The problem is that CPython is stuck with using the slow technique of reference counting instead of fast, modern, real GCs, so removing the GIL for CPython makes it twice as slow. Fine-grained threading is slightly slower, but not by that factor. Atomic manipulation of reference counts is what killed performance of GIL-free CPython (I can't provide benchmarks for this), and reference counting already slows down Python.

Python developers still defend reference counting for its improved locality, which can improve performance; the reality is that the advantages of reduced memory usage and relative ease of implementation are outweighed by the caused slowdown, as shown by years of research and by practice of most current implementations.

And even the ease of implementation issue, for extension developers, is debatable; I would like to compare Python C extension API with the one of OcaML, which has been described as powerful and easy to use by some of my colleagues, and is thought for usage of real garbage collector, but I didn't have time for that yet.

Memory usage is the _only_ real drawback of garbage collectors: to get good performance (even better than C explicit memory management) the heap size must be bigger, so that the collector is not invoked too often, and can reclaim lots of garbage for each scan.


  1. great post.

    unfortunatelly Unladden Swallow isn't yet addressing this problem:

    I tried Jython (as for multiprocessing though), but it doesn't have neither multiprocessing module nor supports pprocess...

    and the problem is still seen as applied optimisation domain ;)

  2. @vak: first, thanks for the comment (you're the first to comment my blog).
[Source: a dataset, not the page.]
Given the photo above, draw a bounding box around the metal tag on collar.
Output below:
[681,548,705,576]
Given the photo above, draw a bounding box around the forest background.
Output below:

    About Jython, your statement seems contradictory: Jython has no GIL so you can use standard multithreading, while multiprocessing uses multiple processes, so it works happily in CPython. So, either you use CPython and multiprocessing, or you use Jython and threading; the docs claim they have a similar API, so a performance comparison should be easy; note that Jython is normally slower, it could have a better scalability, so I'd use Jython only for a high thread number, or if the working set of the problem is huge (forking does not mean copying the Python heap, but reference count updates cause that, as explained in the first thread you link).

    I fully agree with the reasons for which Unladen Swallow doesn't plan yet to remove the GIL.
    Also, what I said above does not address all performance concerns of GIL removal; each object in Python is a dictionary, and locking that dictionary would be slow if done naively. I have ideas for that, but I have yet to develop them.

  3. CPython and multiprocessing ain't a great love because of ref counters -- memory tends to explode where it is usually shared in other language implementations.

    P.S. do you know already about PyPy 1.2 that appeared today?

  4. That's why I suggested using Jython for huge working sets.
    About PyPy, yes, I'm subscribed to their list, but I was quite disappointed by their reception of my ideas on GIL removal, or on some other issues. Their effort is herculean, and now I hope they will succeed, but it seems that in some aspects they're reinventing the wheel of JIT compilation. They seemed a bit ignorant of history after the course with Lars Bak.

    For instance, they mentioned hash tables for method lookup as a big improvement for them, while in our course it was the slowest and most basic optimization in this respect. In that course, some of us wrote proof-of-concept interpreters much faster than CPython (and it's not the first time, nor that hard with the right choices), and hope that in the interpreter of my group I will be able to prove my ideas about GIL removal.